As an example, see Sean M. Carroll's most recent podcast. He is pretty good at explaining physics, but he also believes in a lot of wacky stuff. He believes in the many-worlds multiverse. He claims to believe in free will, but he also believes in a deterministic multiverse. At 2:10:40, he gets a question about free will and determinism. He concedes that our branch of the multiverse may not be deterministic, but he adamantly argues:
There is a question about whether or not the laws of physics are deterministic or indeterministic, but that has zero to do with the question of free will. The strong sense of free will, the libertarian sense of free will, has to do with whether or not you personally can violate the laws of physics, just by thinking about it. And I don't think that's true, but whether or not it's true, has nothing to do with whether the laws are deterministic or indeterministic.

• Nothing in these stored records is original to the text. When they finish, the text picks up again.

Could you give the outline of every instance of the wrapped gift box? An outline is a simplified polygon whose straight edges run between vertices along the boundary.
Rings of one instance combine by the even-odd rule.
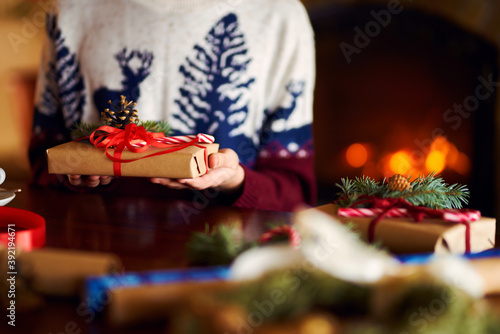
[[[179,300],[189,295],[231,286],[227,282],[229,276],[228,267],[93,276],[86,280],[86,300],[89,301],[88,307],[96,312],[106,306],[106,318],[110,324],[137,325],[164,319],[169,307],[175,307]]]
[[[22,272],[31,288],[44,295],[77,296],[88,276],[108,275],[122,269],[121,260],[111,253],[57,248],[40,248],[19,255]]]
[[[352,222],[364,240],[373,217],[339,217],[338,207],[327,204],[318,207],[342,223]],[[481,252],[495,246],[496,220],[481,217],[470,223],[470,250]],[[381,220],[375,227],[374,241],[395,254],[426,253],[463,254],[466,252],[466,227],[464,224],[425,218],[415,222],[412,218],[394,217]]]
[[[198,143],[180,151],[156,155],[133,162],[121,163],[121,176],[196,178],[207,172],[205,150],[207,156],[216,153],[219,144]],[[123,160],[142,158],[147,155],[165,151],[165,148],[149,147],[141,153],[124,150]],[[114,150],[108,153],[113,156]],[[75,175],[115,175],[114,162],[110,160],[104,149],[83,142],[69,142],[47,150],[50,174]]]

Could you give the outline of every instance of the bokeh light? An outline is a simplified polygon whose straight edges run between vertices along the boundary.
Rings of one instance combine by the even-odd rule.
[[[352,144],[347,148],[345,158],[350,166],[362,167],[368,161],[368,149],[363,144]]]

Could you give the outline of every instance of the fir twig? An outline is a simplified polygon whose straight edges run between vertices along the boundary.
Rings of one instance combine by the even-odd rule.
[[[124,95],[120,96],[120,103],[118,105],[114,104],[111,100],[108,103],[115,109],[104,109],[101,112],[101,123],[85,123],[80,122],[75,125],[71,131],[71,138],[80,139],[88,137],[97,130],[102,125],[112,126],[118,129],[124,129],[127,124],[136,124],[137,126],[143,126],[147,132],[163,133],[165,136],[169,136],[172,129],[168,122],[166,121],[141,121],[139,120],[137,113],[138,111],[134,109],[136,103],[134,101],[127,101]]]
[[[408,178],[409,179],[409,178]],[[354,180],[342,179],[336,184],[340,191],[335,202],[340,207],[351,206],[360,196],[376,196],[379,198],[404,198],[409,203],[434,209],[460,209],[468,203],[469,189],[465,185],[448,185],[441,177],[430,173],[419,176],[411,182],[411,189],[390,190],[386,180],[376,182],[363,176]]]
[[[469,189],[464,185],[448,185],[434,173],[426,177],[419,176],[412,181],[412,191],[401,197],[414,205],[430,208],[460,209],[468,203]]]
[[[73,140],[88,137],[101,126],[100,124],[80,122],[71,130]]]
[[[187,257],[192,265],[228,265],[251,247],[237,224],[218,225],[210,231],[195,232],[187,243]]]
[[[169,136],[172,133],[172,128],[166,121],[141,121],[138,125],[142,125],[148,132],[162,132],[165,136]]]
[[[172,133],[172,128],[166,121],[140,121],[136,123],[137,126],[143,126],[144,129],[148,132],[160,132],[165,136],[170,136]],[[74,129],[71,131],[72,139],[80,139],[84,137],[88,137],[97,130],[103,124],[95,124],[95,123],[85,123],[80,122],[77,123]]]

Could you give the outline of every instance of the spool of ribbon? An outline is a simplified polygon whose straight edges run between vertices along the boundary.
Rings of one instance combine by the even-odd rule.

This is just nutty on multiple levels.
What does he mean by "laws of physics"? He includes many-worlds multiverse, even tho it makes no predictions and has no relation to reality. It is just a fantasy game, where he pretends that all possibilities are happening in some parallel universe. He does not include strong or libertarian free will, as he thinks that means willing a law violation.

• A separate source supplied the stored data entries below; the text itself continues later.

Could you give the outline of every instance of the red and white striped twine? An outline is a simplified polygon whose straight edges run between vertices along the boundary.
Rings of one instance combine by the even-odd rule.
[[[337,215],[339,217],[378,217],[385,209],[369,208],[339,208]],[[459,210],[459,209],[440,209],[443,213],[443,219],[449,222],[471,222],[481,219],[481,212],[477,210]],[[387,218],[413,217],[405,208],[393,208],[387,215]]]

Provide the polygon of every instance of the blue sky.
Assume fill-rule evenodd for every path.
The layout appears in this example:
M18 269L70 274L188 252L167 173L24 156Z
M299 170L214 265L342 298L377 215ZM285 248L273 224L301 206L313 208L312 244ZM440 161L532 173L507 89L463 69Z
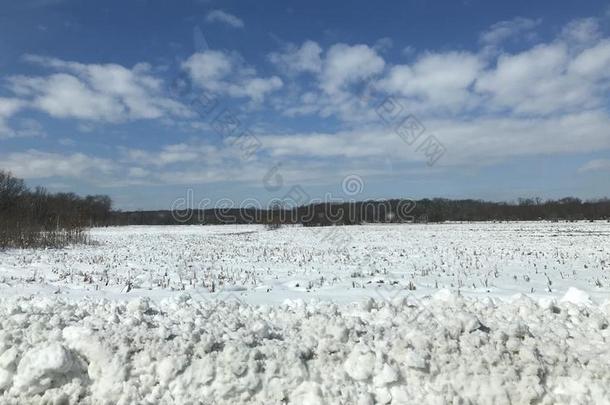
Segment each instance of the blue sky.
M607 1L3 2L0 168L127 210L608 196L609 23Z

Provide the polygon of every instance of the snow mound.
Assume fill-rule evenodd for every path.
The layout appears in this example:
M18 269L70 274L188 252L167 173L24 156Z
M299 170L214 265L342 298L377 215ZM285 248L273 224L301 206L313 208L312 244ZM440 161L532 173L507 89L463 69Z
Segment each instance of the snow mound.
M585 291L575 287L570 287L565 293L561 302L571 302L575 305L590 305L592 304L591 296Z
M21 358L13 386L19 392L39 394L67 382L74 363L72 353L58 343L36 346Z
M572 302L463 297L5 298L0 403L607 404L609 317Z

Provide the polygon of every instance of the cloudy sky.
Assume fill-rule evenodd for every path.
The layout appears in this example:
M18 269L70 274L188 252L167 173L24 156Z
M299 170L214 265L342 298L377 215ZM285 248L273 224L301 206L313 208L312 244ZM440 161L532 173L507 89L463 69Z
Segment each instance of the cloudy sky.
M0 168L121 209L346 177L610 196L609 24L608 1L5 1Z

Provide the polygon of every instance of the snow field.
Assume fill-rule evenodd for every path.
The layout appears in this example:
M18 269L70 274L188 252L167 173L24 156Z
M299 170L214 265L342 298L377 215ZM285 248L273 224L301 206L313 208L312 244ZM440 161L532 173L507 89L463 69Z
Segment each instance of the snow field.
M281 303L440 289L472 296L610 295L610 223L126 227L96 246L0 252L0 292L127 297L187 291Z

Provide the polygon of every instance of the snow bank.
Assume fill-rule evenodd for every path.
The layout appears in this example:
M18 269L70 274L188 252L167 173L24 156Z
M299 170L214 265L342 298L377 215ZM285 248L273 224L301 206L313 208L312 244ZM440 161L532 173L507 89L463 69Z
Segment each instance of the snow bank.
M610 306L570 301L4 298L0 402L608 404Z

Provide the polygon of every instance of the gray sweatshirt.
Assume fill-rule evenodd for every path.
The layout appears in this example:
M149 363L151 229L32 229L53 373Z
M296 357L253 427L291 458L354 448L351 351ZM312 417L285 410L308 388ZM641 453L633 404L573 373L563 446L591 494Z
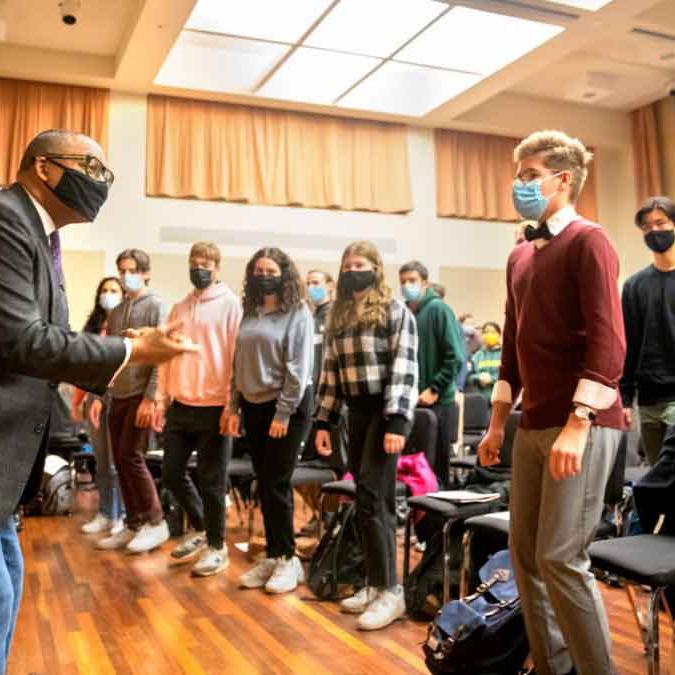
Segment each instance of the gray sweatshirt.
M137 300L125 298L108 319L108 335L121 335L127 328L159 326L166 321L167 306L151 289ZM144 398L155 399L157 389L157 368L152 366L127 366L112 386L113 398L131 398L143 394Z
M234 356L230 408L277 401L275 420L287 423L312 380L314 322L303 303L290 312L245 316Z

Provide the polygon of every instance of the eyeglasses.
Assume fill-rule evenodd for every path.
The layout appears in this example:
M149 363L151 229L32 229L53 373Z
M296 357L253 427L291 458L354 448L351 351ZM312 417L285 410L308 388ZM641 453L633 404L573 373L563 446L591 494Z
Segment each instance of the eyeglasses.
M68 167L63 166L63 164L60 164L59 162L55 162L55 159L73 159L77 161L77 164L79 167L81 167L84 170L84 173L89 176L89 178L93 178L96 181L99 181L100 183L105 183L108 187L110 187L113 184L113 181L115 180L115 174L106 167L105 164L98 158L94 157L94 155L43 155L45 159L50 161L52 164L56 164L56 166L60 166L62 169L66 169Z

If a law of physics is violated, then it is not really a law of physics. Defining free will as a violation does not solve anything.
Part of his problem is that he is always talking about what is "fundamental" or not. Some laws of physics are, and some are not. Some are emergent. Many of these opinions are based on what he thinks will be in some hypothetical Final Theory, from which all else will be derived.
My personal opinion is that consciousness and free will are real, and consistent with the laws of physics. We may or may not get better theoretical understandings of them in the future, but personal experience today convinces me of the nature of consciousness and free will. It is not contrary to any known law of physics.
But Carroll says free will has zero to do with determinism. He doesn't believe that he has any ability to make any choices, as they are all determined. There could be parallel universe branching to confuse matters, but that does not affect his view that all his choices are just illusions.
Elsewhere in the podcast, he explains his belief in eternalism. The present time is just another illusion, and all times are equally valid. Our minds just remember the past instead of the future, because entropy is increasing in the brain.
I think that Carroll would be considered insane, except that he is also able to explain coherently a lot of textbook physics.
On the subject of what is fundament, the "Ask a Physicist" blog tries to explain Carroll's many-worlds nonsense, without much success, and notes:
Very, very frustratingly, without declaring a measurement scheme in advance, you can’t even talk about quantum systems being in any particular set of states. For example, a circularly polarized photon can be described as some combination of vertical and horizontal states, so there’s your two worlds, or it can described as a combination of the two diagonal states, so there’s your… also two worlds. This photon is free to be in multiple states in multiple ways or even be in a definite state, depending on how you’d like to interact with it. For the world to properly “split” a distinction must be made about how the photon is to be measured, but that isn’t something intrinsic to either the photon or the universe.
It is this sort of argument that makes me doubt whether it is useful to even talk about something being fundamental. Which type of polarization is the fundamental one? It is impossible to say, as each type appears non-fundamental when viewed in the context of the other. You are apt to think one is fundamental if it happened to be explained first in whatever textbook you used.
Much of Physics is this way. Things seem fundamental when explained one way, but there is often an equivalent theory where something else is fundamental. For example, some people think particles are fundamental and fields are derived, while others think fields are fundamental and particles are derived.